Приключенiя желтаго петухаОтрывки из романа
— Настасья! — произнес Шарафутдинов-Подольский и отодвинул чашку с надписью «Кого люблю, тому дарю». От батареи парового отопления шел приятный жар. Шарафутдинова-Подольского разморило, и голос его прозвучал не так строго, решительно и безапелляционно, как он хотел, когда готовил сегодняшний утренний разговор — непременно утром и обязательно после завтрака. Насте этот тон был вполне знаком: таким манером ее Коля просил денег на опохмелку. Но вчера он не пил, как не пил уж почти месяц. Это пугало Настю, и вот сегодня она предполагала за обедом распить с Колей поллитровку любимой «зубровки». И жирных щей наварила Настя вчера. И вчера же маленького Валерку отправила к бабушке.
— Настасья, — продолжал между тем Коля Шарафутдинов-Подольский. — Я уезжаю.
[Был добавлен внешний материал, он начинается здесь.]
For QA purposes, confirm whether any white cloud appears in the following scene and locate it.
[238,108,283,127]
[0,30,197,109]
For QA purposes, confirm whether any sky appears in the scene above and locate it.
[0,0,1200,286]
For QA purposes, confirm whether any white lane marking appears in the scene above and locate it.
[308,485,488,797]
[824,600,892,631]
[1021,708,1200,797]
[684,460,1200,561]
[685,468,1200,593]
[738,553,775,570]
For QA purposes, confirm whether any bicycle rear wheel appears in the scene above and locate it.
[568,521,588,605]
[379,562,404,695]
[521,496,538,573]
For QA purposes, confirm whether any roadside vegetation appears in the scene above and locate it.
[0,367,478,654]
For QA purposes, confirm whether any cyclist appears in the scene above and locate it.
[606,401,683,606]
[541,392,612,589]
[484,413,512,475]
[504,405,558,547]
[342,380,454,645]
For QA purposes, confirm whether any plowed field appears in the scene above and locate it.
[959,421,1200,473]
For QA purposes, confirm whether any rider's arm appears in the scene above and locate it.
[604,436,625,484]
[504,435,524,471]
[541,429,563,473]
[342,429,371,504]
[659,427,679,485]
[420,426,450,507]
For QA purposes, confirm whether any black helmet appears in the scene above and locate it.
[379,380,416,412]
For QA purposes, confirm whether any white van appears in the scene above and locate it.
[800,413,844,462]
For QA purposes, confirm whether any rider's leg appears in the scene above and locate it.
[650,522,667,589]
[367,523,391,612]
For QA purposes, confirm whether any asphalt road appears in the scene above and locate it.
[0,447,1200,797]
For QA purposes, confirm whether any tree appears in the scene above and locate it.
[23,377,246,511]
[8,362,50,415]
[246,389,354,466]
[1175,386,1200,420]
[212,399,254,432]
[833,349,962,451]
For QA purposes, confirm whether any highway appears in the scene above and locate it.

«Да пусть тебя черти унесут!» — могла бы сказать Настя, но вспомнила о тоскливой доле одинокой женщины с ребенком. И пока она вспоминала и раздумывала, Шарафутдинов-Подольский, удивленный молчанием Насти, повторил:
— Уезжаю я, Настасья.
— Куда же? — испуганно спросила Настя.
— А в государство Израиль, — ответил Шарафутдинов-Подольский и приосанился.
— А как же я? — жалобно спросила Настя.
— А ты — остаешься, — ответил Шарафутдинов-Подольский.
— Ты разве — еврей? — со страхом спросила Настя. — Ты ж Шарафутдинов. Татарин, значит, — сказала она и замерла: вдруг почувствовала, что перед нею сейчас раскроется тайна, какая раскрывалась в детстве в сказках про колдунов. И тайна эта тотчас раскрылась. Потому что Коля сказал:
— Я — Подольский. Значит, еврей, — помолчал и добавил: — Я — казанский еврей.
Тайна раскрылась перед Настей именно так, как раскрывалась в детстве: ведь можно было догадаться сразу, но не догадывалась, и — вдруг… И Настя заплакала. От испуга она побледнела, лицо ее скисло, губы скривились. Смотреть на Настю было неприятно, и Шарафутдинов-Подольский отвернулся.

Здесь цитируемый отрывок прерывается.